Assessing a U.S.-Mexican Border Enforcement Pact
Writing for ISN Security Watch, Samuel Logan covers an enforcement pact that outlines cooperation efforts in the Sonora-Arizona border area. The deal was signed February 18 by U.S. Secretary of Homeland Security Janet Napolitano and Mexican Secretary of Public Security Genaro García Luna. “Some success from this border initiative would give [presidents of Mexico and the United States] measurable achievement in a political arena marked by more bloody headlines than success stories,” writes Logan. “Building on any success could open doors for more sensitive discussions, such as immigration or adding more U.S. support for training and cooperative missions inside Mexico.”
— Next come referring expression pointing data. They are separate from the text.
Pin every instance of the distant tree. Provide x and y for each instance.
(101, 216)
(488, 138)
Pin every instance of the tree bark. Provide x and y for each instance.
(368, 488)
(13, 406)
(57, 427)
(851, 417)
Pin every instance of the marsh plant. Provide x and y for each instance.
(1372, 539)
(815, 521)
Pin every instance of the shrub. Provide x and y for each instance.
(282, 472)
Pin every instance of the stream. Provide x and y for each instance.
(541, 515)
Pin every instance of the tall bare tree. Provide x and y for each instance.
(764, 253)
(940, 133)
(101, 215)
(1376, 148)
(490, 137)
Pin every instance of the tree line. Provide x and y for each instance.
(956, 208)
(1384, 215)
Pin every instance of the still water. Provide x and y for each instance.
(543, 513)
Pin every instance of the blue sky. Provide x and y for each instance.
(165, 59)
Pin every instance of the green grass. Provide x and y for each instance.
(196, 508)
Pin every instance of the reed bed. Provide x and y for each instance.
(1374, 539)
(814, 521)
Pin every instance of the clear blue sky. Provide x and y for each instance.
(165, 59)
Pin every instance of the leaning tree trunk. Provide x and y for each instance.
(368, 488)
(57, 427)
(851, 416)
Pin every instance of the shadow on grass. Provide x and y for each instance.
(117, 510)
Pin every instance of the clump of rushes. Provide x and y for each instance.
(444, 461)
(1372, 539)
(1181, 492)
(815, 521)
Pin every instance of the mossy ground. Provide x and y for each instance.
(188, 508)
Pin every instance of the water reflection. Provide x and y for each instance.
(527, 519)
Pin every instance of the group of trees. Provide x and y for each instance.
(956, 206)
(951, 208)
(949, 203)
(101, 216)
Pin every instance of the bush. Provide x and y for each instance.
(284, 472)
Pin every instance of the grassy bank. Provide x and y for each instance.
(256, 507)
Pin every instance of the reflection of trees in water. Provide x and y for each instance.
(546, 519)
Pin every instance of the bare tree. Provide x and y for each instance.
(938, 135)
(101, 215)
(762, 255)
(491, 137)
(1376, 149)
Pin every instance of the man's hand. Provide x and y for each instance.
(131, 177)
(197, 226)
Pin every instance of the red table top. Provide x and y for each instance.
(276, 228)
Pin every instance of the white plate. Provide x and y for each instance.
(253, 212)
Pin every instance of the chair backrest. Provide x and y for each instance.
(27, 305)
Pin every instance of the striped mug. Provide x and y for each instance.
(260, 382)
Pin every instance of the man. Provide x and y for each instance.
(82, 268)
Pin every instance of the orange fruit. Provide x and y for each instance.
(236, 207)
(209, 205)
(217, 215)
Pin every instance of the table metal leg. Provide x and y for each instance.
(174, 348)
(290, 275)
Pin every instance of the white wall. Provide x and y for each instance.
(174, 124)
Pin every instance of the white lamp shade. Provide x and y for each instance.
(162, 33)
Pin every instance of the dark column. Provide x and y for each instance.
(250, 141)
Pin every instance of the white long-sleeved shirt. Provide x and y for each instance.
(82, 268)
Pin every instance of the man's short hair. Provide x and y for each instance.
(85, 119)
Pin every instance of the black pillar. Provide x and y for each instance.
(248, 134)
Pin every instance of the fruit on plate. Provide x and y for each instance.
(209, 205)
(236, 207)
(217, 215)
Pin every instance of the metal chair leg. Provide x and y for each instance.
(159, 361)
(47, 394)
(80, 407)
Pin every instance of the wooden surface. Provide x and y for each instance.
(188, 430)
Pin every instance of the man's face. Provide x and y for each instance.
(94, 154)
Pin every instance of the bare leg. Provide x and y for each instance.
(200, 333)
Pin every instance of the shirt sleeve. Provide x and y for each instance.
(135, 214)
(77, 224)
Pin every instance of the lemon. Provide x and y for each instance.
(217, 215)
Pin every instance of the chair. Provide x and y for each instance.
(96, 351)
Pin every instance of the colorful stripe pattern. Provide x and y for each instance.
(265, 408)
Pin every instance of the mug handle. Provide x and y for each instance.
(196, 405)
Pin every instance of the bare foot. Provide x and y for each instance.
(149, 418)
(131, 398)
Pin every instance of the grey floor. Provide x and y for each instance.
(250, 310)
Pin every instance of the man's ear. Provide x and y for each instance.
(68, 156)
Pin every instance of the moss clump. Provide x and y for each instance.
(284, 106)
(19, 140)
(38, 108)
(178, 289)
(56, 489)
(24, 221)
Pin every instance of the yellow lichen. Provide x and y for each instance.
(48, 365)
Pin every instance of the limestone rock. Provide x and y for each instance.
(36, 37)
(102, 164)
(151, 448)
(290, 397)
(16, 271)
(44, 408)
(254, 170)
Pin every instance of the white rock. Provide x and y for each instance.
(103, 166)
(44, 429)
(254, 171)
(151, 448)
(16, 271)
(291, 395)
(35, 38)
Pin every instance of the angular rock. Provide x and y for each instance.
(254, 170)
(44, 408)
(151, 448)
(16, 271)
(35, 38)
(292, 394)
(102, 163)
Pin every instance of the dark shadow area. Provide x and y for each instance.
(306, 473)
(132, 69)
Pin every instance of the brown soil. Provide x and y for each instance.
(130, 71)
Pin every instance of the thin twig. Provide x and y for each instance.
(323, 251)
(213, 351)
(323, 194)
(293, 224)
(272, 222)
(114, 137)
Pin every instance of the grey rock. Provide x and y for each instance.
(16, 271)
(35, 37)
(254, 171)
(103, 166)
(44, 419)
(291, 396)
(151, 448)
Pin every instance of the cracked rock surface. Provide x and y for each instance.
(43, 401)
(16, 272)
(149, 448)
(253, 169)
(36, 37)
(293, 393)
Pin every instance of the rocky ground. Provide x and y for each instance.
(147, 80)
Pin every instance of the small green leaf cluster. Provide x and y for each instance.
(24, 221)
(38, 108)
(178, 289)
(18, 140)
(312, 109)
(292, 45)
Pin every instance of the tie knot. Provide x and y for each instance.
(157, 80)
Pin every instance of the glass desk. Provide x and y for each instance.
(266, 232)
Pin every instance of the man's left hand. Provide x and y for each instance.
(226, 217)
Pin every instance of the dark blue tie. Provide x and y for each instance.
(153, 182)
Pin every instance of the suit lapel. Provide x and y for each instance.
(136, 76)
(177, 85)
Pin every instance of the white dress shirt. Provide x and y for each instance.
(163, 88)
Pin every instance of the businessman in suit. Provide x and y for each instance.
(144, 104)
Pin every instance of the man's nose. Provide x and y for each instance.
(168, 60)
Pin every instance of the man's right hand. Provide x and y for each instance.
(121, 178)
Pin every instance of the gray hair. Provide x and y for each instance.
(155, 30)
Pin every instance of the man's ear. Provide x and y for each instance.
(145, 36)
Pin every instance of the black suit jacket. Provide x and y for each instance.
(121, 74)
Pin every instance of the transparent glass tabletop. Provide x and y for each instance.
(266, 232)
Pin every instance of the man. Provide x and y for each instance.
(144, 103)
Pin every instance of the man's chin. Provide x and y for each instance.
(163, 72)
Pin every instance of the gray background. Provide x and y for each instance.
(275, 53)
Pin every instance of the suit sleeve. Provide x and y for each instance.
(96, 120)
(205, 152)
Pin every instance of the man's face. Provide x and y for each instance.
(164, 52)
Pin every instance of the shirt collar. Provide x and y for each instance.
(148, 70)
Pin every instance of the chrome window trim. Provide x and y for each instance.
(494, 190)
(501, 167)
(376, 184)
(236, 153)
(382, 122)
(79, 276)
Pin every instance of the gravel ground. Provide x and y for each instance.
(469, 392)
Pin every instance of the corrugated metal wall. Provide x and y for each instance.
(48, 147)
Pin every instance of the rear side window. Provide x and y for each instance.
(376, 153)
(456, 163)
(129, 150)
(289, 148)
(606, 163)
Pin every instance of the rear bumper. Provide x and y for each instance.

Before Midterm Elections: Analyzing the Latino Swing Vote
A new report by America’s Voice explores 40 upcoming congressional races and documents not only why the Hispanic electorate is of increasing importance in U.S. elections, but also analyzes trends in how Latinos decide to vote. “While trending Democratic overall, at least one segment of the Latino electorate—foreign-born, naturalized U.S. citizens of Latino descent, who represent 40 percent of the Latino voter population—has proven to be a true swing constituency,” according to the report.
Guatemalan Police and Drug Czar Arrested for Trafficking
Both Guatemala’s national police chief and the anti-drug czar were arrested in connection with a March 2009 cocaine heist that left five police officers dead. This marks the second time within a year that a Guatemalan police chief was arrested for links to drug trafficking. It also comes on the heels of President Álvaro Colom’s dismissal of his interior minister, who was tied to an embezzlement case.
State Dept.: Drug Trafficking Shifts to Central America
The State Department released its annual report on the drug trade and counter-narcotics efforts on Monday and found that, given increased enforcement efforts in Mexico, smugglers are shifting transit routes further south into Central America. The report also said Bolivia and Venezuela have fallen short when it comes to anti-drug efforts, citing the latter for failing to slow shipments from hidden airstrips. The Venezuelan embassy contested the charges, saying its rate of drug seizures rose by 11 percent in 2009.
NYC Looks to Bogota for Public Transit Model
New York’s transit department announced plans this week to create an express lane for crosstown buses traveling on 34th Street. The proposal is based on ideas from Bogota’s TransMilenio project, launched in 2005, which boosted efficiency in the Colombian capital’s public transportation system. The TransMileno project, in turn, borrowed ideas from the transit system of Curitiba, Brazil.